"I sha'n't look for cent. per cent. interest on my money, Niece Ruth," he said, and stumped into the house in his heavy boots.
Ruth Fielding, who had come to the Red Mill only a few months before, having lost all other relatives but her great-uncle, who owned the mill, ran into the kitchen, too, where a little old woman, with bent back and very bright eyes, was hovering over the stove. The breakfast was ready to be served and this little woman was pottering about, muttering to herself a continual complaining phrase:
"Oh, my back and oh, my bones!"
Aunt Alvirah Boggs (who was everybody's Aunt Alvirah, but no blood relation to either Ruth or her uncle) was not a morose person, however, despite her rheumatic troubles. She smiled on Ruth and patted her hand as the girl sat down beside her at the table.
"Seems like we'd be lost without our pretty leetle creetur about," said Aunt Alvirah. "I don't see what the old house will do without her."
"I'll be home at Thanksgiving—if Uncle will let me," said Ruth, quickly, and glancing at the old man; "and again at Christmas, and at Easter. Why, the intervals will go like that," and she snapped her fingers.
"All this junketing up and down the country will cost money, Niece Ruth," admonished Uncle Jabez.

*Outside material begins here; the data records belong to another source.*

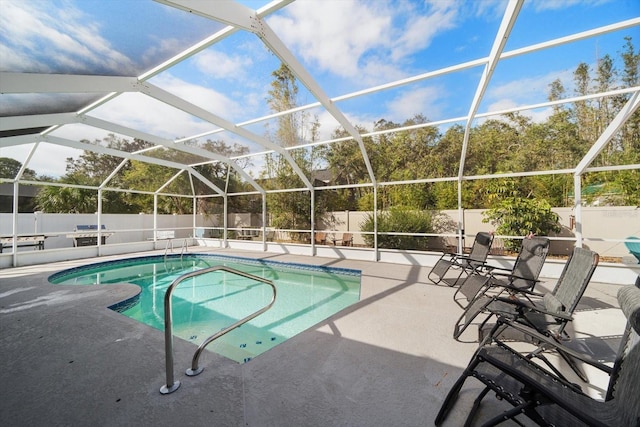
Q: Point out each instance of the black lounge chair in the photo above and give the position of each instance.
(523, 275)
(462, 263)
(548, 399)
(549, 315)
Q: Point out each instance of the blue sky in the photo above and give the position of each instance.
(346, 45)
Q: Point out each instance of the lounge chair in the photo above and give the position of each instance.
(549, 315)
(523, 275)
(547, 399)
(347, 239)
(460, 263)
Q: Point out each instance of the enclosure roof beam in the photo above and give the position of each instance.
(241, 16)
(508, 21)
(113, 127)
(179, 103)
(125, 155)
(618, 121)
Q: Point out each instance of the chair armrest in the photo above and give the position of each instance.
(522, 304)
(555, 344)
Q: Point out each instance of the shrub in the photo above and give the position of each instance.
(518, 216)
(401, 220)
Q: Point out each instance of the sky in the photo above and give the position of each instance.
(345, 45)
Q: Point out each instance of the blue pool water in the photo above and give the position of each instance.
(208, 303)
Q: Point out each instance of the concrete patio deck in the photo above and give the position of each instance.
(388, 360)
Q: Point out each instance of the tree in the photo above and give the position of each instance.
(518, 215)
(400, 219)
(9, 168)
(290, 210)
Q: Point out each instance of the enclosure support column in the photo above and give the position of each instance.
(195, 204)
(313, 223)
(224, 220)
(460, 219)
(155, 219)
(264, 222)
(99, 224)
(375, 223)
(577, 207)
(14, 223)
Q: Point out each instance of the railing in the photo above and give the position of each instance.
(184, 248)
(172, 385)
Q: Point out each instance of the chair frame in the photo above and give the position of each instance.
(546, 398)
(523, 310)
(523, 275)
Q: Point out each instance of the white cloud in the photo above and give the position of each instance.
(359, 40)
(415, 101)
(72, 40)
(525, 91)
(541, 5)
(222, 66)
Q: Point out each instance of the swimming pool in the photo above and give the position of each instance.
(206, 304)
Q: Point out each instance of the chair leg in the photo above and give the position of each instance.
(452, 396)
(509, 415)
(574, 366)
(473, 310)
(476, 405)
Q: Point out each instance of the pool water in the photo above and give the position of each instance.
(205, 304)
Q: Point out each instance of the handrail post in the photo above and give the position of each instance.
(171, 384)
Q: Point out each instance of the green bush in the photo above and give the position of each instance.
(518, 216)
(401, 220)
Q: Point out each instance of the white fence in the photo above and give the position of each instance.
(603, 228)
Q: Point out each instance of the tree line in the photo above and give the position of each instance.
(510, 143)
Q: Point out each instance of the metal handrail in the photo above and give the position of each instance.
(172, 385)
(166, 248)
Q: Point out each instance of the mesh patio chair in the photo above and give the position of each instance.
(550, 400)
(523, 275)
(347, 239)
(460, 264)
(548, 315)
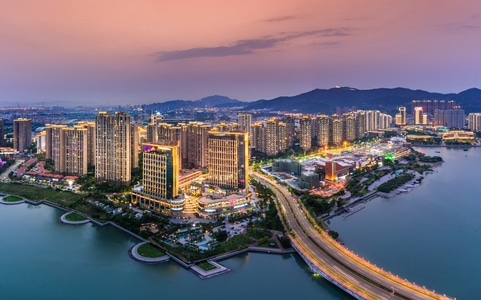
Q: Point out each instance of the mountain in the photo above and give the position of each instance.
(328, 100)
(211, 101)
(385, 99)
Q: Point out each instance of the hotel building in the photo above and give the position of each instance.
(22, 134)
(113, 157)
(228, 159)
(160, 189)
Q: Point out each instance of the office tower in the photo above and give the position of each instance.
(337, 130)
(290, 129)
(91, 141)
(67, 147)
(271, 137)
(281, 136)
(197, 136)
(113, 160)
(2, 132)
(134, 146)
(401, 118)
(418, 115)
(22, 134)
(372, 120)
(323, 124)
(41, 146)
(360, 124)
(75, 151)
(474, 122)
(305, 133)
(56, 146)
(259, 137)
(228, 159)
(349, 127)
(159, 190)
(450, 118)
(244, 122)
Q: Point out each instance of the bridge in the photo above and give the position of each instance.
(328, 258)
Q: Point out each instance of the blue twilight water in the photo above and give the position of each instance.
(432, 235)
(41, 258)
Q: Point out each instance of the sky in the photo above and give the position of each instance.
(96, 52)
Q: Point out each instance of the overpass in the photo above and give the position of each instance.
(326, 257)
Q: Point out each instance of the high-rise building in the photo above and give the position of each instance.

He was, by nature, a very close and careful man with money—a reputed miser, in fact. And that he did hoard up money, and loved it for itself, must be confessed. When he had lost a cash-box he kept in the mill, containing money and other valuables, it had been a great trouble to Uncle Jabez. But through a fortuitous train of circumstances Ruth Fielding had recovered the cash-box for him, with its contents untouched. It was really because he considered himself in her debt for this act, and that he prided himself upon paying his debts, that Jabez Potter had come to agree that Ruth should go away to school.
He had not done the thing in a niggardly way, when once he gave his consent. Ruth's new trunk was at the Cheslow railroad station and in it was an adequate supply of such frocks and necessities as a girl of her age would need in the school to which she was bound. Her ticket was bought, too, and in her purse was a crisp ten-dollar note—both purse and money being a special present from Uncle Jabez.
Ruth had learned that the miller was by no means as grim as he looked, and she likewise knew that now he was kindly disposed toward her and really was doing a great deal for her. She was determined to never be ungrateful to Uncle Jabez for satisfying the greatest longing she had ever had—to go to Briarwood Hall, a boarding school.